La SC doit faire le plaidoyer pour la démystification des processus qui devraient au fait être à la portée de tous comme par exemple s’assurer que les programmes qui découleront du Prepoc soient inclusifs aux groupes les plus marginalisés.  Nous devons nous assurer de la transparence dans la mise en œuvre du Prepoc, de la disponibilité de l’information, de l’accessibilité de l’info (parce qu’elle peut être disponible et pas accessible à tous).  La participation de la SC ne doit pas être une affaire d’élite.

 L’observatoire a cherché le Prepoc sur les sites de l’État et la phrase qui a retenu notre attention est celle-ci sur le site officiel du Ministère de la Communication «Le Prepoc est un ouvrage de 384 pages incluant onze (11) chapitres…». Nous avons pu lire un résumé mais nulle part nous avons trouvé le document complet pour téléchargement. La SC ne peut pas jouer son rôle sans accéder aux informations publiques.

La relance économique concerne aussi bien l’élite intellectuelle, économique que la simple marchande de pain ou de Fresco qui a dû rester confinée pour respecter les consignes de l’État et qui aujourd’hui n’est pas en mesure de payer son loyer, l’écolage de son enfant. Est-ce qu’il y a des versions en créole de ce document? Une version audio pour les non et mal voyants?  Une version en braille? Ils font eux aussi partie de la société civile. Ou encore une version que les enfants puissent comprendre, parce qu’eux aussi, en tant que citoyen aujourd’hui, ils sont concernés par ce plan. Ils ont été nombreux à ne pas pouvoir suivre l’école à distance par manque d’accès à internet? Ils sont eux aussi intéressés à connaitre le plan sanitaire ils soient en mesure comme les autres enfants de jouir de leur droit à l’éducation. Et les jeunes? Pourquoi est ce que l’État n’utilise pas les réseaux sociaux pour vulgariser auprès des jeunes les informations relatives au Prepoc ?

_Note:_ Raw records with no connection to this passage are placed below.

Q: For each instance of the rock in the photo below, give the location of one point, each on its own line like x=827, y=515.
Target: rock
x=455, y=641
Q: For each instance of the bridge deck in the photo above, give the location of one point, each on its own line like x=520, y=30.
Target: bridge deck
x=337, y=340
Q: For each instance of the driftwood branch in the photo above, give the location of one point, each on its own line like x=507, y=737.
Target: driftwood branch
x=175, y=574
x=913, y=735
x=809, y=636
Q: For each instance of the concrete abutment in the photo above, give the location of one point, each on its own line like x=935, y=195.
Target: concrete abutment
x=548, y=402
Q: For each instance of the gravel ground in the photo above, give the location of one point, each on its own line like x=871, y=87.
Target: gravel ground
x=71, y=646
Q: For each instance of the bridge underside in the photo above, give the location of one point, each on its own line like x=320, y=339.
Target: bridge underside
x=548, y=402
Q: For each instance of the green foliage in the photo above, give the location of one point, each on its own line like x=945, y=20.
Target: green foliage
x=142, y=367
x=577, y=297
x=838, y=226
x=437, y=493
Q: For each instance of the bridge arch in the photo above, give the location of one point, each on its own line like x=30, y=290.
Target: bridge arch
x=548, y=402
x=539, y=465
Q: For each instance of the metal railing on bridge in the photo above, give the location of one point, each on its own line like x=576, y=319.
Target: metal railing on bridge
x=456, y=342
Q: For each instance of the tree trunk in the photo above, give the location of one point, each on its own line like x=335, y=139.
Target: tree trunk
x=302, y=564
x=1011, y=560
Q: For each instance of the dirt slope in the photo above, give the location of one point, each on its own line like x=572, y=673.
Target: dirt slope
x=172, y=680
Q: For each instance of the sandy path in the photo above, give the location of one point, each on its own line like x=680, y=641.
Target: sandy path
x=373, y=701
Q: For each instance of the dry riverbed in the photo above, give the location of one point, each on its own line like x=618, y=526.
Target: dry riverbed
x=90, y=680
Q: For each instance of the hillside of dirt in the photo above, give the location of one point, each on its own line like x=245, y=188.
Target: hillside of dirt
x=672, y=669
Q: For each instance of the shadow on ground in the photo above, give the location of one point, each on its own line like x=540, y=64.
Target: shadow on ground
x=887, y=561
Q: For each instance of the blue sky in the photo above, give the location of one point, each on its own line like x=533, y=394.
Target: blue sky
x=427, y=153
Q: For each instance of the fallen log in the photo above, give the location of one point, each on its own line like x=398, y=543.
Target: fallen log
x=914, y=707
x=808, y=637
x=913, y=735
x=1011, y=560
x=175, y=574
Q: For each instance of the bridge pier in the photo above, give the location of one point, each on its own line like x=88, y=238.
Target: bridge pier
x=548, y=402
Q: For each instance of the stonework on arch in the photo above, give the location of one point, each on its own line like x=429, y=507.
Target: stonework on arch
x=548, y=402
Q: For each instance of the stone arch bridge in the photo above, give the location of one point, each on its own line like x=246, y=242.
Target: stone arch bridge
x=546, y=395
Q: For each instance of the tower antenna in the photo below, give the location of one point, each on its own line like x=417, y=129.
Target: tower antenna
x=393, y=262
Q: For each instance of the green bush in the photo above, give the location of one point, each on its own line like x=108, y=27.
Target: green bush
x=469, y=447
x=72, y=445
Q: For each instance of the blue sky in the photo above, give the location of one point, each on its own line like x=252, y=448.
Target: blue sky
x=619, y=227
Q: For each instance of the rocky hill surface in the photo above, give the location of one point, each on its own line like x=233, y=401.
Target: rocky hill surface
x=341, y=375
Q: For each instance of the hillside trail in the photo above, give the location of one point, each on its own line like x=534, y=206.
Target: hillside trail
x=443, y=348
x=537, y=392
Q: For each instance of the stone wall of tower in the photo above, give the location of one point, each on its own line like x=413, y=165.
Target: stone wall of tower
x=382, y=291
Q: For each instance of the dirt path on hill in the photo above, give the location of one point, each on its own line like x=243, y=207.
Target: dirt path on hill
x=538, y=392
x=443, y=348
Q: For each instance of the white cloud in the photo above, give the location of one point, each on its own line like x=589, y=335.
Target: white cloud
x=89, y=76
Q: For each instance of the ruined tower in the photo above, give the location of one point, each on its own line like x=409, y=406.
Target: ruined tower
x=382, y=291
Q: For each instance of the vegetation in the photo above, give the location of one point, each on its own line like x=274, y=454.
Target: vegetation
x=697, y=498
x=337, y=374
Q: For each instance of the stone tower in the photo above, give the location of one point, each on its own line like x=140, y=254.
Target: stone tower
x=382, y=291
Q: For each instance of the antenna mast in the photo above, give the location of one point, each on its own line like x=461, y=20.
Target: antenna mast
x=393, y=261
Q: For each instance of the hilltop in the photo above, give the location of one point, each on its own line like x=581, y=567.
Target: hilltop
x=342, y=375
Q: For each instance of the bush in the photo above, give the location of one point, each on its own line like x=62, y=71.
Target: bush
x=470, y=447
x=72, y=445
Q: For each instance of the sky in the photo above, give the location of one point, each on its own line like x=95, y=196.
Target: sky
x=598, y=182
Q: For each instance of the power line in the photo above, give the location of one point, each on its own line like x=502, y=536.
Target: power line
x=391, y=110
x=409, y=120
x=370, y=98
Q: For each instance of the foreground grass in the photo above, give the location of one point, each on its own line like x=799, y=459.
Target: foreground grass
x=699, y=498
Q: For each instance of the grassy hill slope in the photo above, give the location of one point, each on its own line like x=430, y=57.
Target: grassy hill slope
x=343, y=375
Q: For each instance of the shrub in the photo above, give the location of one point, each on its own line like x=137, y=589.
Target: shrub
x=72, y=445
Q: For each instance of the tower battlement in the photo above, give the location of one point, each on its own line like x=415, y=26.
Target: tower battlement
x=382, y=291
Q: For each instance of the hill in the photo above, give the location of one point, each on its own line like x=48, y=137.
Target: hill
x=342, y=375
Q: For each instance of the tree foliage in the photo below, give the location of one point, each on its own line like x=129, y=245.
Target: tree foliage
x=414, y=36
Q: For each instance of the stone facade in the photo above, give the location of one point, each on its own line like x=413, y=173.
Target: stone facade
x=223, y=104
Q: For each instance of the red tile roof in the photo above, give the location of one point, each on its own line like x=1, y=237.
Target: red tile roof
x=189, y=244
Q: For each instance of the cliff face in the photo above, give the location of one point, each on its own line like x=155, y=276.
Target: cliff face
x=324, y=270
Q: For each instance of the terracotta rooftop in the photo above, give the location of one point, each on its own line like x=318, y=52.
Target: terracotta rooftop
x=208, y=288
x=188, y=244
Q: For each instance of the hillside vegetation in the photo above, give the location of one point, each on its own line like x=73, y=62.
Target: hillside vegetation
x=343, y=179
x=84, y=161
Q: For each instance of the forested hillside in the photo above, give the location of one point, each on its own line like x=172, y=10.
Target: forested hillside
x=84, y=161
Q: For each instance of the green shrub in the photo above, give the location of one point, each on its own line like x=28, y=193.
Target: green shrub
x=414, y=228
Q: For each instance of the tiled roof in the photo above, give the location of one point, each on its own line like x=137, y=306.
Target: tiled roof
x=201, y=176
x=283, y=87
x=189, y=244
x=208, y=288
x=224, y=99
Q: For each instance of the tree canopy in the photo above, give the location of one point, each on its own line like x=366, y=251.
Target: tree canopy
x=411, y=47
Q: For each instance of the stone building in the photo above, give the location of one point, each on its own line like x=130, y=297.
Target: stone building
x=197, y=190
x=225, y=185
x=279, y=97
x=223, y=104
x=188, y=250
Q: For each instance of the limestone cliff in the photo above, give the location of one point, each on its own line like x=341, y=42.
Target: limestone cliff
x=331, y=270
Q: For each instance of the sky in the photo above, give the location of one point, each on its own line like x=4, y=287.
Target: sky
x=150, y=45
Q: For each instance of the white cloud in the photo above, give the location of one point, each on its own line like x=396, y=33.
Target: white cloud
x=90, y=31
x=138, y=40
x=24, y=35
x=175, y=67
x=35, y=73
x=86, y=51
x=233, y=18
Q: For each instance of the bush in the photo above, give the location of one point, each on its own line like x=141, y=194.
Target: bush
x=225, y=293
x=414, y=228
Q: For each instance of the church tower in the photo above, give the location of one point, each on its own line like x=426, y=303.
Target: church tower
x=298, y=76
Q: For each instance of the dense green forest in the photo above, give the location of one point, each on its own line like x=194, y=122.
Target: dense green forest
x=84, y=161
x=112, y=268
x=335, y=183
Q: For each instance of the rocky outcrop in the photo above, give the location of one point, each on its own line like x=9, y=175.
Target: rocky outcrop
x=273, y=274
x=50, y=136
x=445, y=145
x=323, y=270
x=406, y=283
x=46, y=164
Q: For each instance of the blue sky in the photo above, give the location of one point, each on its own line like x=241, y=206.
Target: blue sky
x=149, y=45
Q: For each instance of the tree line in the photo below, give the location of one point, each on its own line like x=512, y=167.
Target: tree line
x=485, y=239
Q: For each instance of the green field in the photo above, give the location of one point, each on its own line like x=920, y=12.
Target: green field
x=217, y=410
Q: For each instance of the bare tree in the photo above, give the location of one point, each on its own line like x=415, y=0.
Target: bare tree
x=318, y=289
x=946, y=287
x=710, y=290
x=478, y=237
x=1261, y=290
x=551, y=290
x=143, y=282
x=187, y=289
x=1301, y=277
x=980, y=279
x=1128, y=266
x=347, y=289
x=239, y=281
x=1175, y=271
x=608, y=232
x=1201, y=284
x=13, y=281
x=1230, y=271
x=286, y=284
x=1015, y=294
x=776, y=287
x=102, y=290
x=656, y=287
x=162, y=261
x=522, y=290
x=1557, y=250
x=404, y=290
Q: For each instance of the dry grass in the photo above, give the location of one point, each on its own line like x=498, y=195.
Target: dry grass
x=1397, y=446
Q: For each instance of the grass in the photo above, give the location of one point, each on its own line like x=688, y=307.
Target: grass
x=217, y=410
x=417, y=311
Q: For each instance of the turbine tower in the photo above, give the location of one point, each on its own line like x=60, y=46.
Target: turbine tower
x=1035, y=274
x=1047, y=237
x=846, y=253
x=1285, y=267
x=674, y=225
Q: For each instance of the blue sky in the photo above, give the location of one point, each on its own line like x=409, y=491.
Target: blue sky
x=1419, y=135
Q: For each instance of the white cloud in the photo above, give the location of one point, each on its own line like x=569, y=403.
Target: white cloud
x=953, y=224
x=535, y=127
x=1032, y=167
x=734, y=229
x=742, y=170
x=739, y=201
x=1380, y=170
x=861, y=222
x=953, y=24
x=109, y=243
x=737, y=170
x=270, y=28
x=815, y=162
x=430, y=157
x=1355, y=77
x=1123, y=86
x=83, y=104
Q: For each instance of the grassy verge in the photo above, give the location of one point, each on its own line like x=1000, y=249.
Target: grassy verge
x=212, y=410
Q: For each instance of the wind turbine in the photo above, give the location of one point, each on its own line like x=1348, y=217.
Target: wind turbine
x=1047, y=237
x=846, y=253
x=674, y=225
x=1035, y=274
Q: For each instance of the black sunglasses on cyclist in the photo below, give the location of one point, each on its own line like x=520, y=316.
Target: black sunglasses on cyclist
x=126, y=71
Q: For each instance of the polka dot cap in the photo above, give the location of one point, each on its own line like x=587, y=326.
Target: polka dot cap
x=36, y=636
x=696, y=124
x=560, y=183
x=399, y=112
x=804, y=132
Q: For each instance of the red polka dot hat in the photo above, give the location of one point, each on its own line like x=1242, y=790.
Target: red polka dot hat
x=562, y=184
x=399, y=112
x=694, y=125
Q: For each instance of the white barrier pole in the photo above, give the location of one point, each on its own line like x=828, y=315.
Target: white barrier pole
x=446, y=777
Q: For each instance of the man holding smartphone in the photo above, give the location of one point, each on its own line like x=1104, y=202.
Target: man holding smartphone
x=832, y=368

Nous sommes tous concernés par la relance économique… cette relance qui tarde à prendre son envol depuis des décennies… catastrophes après catastrophes. Le coût du Prepoc est estimé à 347.9 Milliards de gourdes, soit environ: 76.65% de financement et 23.35% de fonds propres du trésor public. Les jeunes doivent exiger une transparence dans la gestion de ces engagements à long terme. Le pays a besoin d’une bonne stratégie pour relancer l’économie, cependant, l’Observatoire reste sceptique par rapport à la capacité de l’État à mobiliser ces ressources.

L’État a besoin de la société civile représentative des intérêts de la collectivité pour avancer et pour bien avancer dans la mise en œuvre du Prepoc. La SC n’est ni l’adversaire ni une rivale de l’État. La participation de la SC dans la gestion du financement ne doit pas se limiter à sa participation physique à des réunions après la prise de décisions, elle ne doit pas jouer un rôle de figurant mais doit vraiment jouer son rôle de watch dog, de chienne de garde paske comme disent les haïtiens et haïtiennes nos frères et sœurs «Se pa lè kabrit la fin pase pou n rele fèmen baryè»

En résumé, la société civile doit participer aux prises de décisions à toutes les phases; Exiger la transparence, la redevabilité, la disponibilité et l’accessibilité de l’information et s’assurer qu’elle représente les intérêts de la société en générale de façon non partisane.